Another scare tactic used by the pro-annexation group is their claim of the likelihood that Florence or Apache Junction could annex Encanterra. That too in our opinion is a bogus argument, as this would require approval by a majority of property owners living in the impacted area. We feel it is unlikely that San Tan Valley residents would be inclined to approve an annexation into either Florence or Apache Junction.
While Queen Creek is a growing attractive and progressive town, for the reasons mentioned above, annexation by Queen Creek does not represent a good financial decision for Encanterra residents at the present time. In another four or five years, as San Tan Valley and Queen Creek continue to be developed, it will be easier for Encanterra residents to ascertain whether annexation by Queen Creek represents a better alternative than remaining part of unincorporated San Tan Valley, or as part of a new city of San Tan Valley, if an incorporation effort was to successfully occur.
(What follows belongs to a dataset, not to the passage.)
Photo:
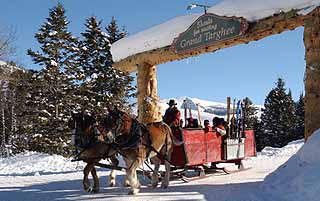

We truly like living in unincorporated San Tan Valley. We like the fire and medical services we receive from Rural Metro and police protection we receive from Pinal County Sherriff’s Office. We like the positive outlook we have for San Tan Valley under Pinal County’s supervision. We feel Encanterra residents already enjoy everything Queen Creek has to offer without us having to pay higher taxes. This annexation effort has created a lot of turmoil in our community pitting resident against resident. Many of us living here resent that a small group of residents have been able to create so much dissention in what otherwise we have found to be an enjoyable community to live in. We are hopeful Queen Creek town managers will turn down the application for annexation so we can all see this matter go away and we can go back to enjoying our community.